Se realizzata, la riduzione delle prefetture sarebbe un evento storico visto che quasi tutti gli ultimi esecutivi le avevano messe nel mirino. Salvo poi puntualmente ripensarci. Come del resto è avvenuto per la riorganizzazione delle altre amministrazioni periferiche dello Stato. Che tornano ora nel mirino. A detta del presidente del Consiglio infatti l’intervento di potatura della burocrazia passerà anche dal taglio delle sedi provinciali della Ragioneria generale dello Stato o dell’Istat e dalla riunificazione in un unico soggetto di Aci, Pra e motorizzazioni.
Tra le riunificazioni spicca anche quella delle scuole di formazione. A oggi sono ancora cinque: la Scuola superiore di economia e finanze, quella della pubblica amministrazione, quella dell’amministrazione locale, quella dell’Interno e l’istituto diplomatico Mario Toscano. Strutture simili che moltiplicano per cinque spese di funzionamento, stipendi per i docenti e per i dirigenti e magari anche affitti per le sedi (su cui si veda anche Il Sole-24 Ore del 26 marzo scorso). In futuro, a detta del presidente del Consiglio, dovrebbero diventare una sola.
Lo stesso processo potrebbe interessare gli enti di ricerca. Che dagli oltre 20 attuali passerebbero a uno o più centri di eccellenza. Contemporaneamente sia le autorità portuali sia le authority potrebbero essere razionalizzate. Per una di loro (la Covip) in vista c’è addirittura la soppressione. Se così fosse le sue funzioni passerebbero alla Banca d’Italia.

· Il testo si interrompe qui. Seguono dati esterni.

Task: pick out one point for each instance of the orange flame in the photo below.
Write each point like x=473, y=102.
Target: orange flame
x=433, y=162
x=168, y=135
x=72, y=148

Altro tema cruciale gli acquisti di beni e servizi. Qui l’idea è di spingere sul terreno delle centrali uniche di committenza. Tanto al centro, ad esempio per le forze di polizia, quanto in periferia, vale a dire nei piccoli comuni e nelle amministrazioni provinciali svuotate dalla recente riforma Delrio.
5) TRASOARENZA E INNOVAZIONE In un anno ogni cittadino avrà il suo Pin
Il riordino della pubblica amministrazione passa anche dalla trasparenza e dagli open data. Intesi nel senso più ampio del termine.
Il primo atto dell’attività di semplificazione e di digitalizzazione che il governo Renzi conta di mettere in campo sarà l’attribuzione di un’identità digitale unica a ogni cittadino. Che avrà dunque un Pin unico per accedere a tutti i servizi pubblici. Superando così l’attuale frammentazione tra procedure, linguaggi e sistemi informatici. Ma la strada per arrivarci si annuncia lunga per ammissione dello stesso presidente del Consiglio: «Il Pin unico ha un tempo di attuazione in via definitiva di almeno un anno – ha spiegato Matteo Renzi– non lo fai dalla mattina alla sera». Si comincerà a giugno con le prime sperimentazioni. Anche se il capogruppo di Fi alla Camera ed ex ministro della Funzione pubblica, Renato Brunetta, è già intervenuto per stigmatizzare una misura che «rischia di provocare una tale confusione che serviranno diversi anni per ritrovare un ragionevole orientamento».
Oltre al Pin unico per i cittadini, nella lettera che i dipendenti pubblici riceveranno nelle prossime settimane, alla voce open data, sono indicate altre sette misure. Tra cui la dematerializzazione dei documenti amministrativi e la loro pubblicazione in formato aperto
Accanto agli interventi di trasparenza vera e propria dei dati in possesso delle amministrazioni pubbliche, come potrebbe essere quello di mettere online tutte le informazioni contenute nel Siope e di unificare e rendere interoperabili le banche dati di enti e società partecipate, c’è anche una spinta sulla tracciabilità delle risorse gestite dai sindacati, che saranno chiamati a rendicontare sul web ogni spesa.
Nell’elenco sono indicati anche alcuni settori da semplificare per disboscare una giungla burocratica di autorizzazioni e permessi che solo sulle Pmi pesa per 31 miliardi. Si parte dall’unificazione e standardizzazione della modulistica in materia di edilizia ed ambiente e, passando per la «concreta attuazione del sistema della fatturazione elettronica» per tutte le Pa, si arriva all’accelerazione della riforma fiscale e delle relative misure di semplificazione.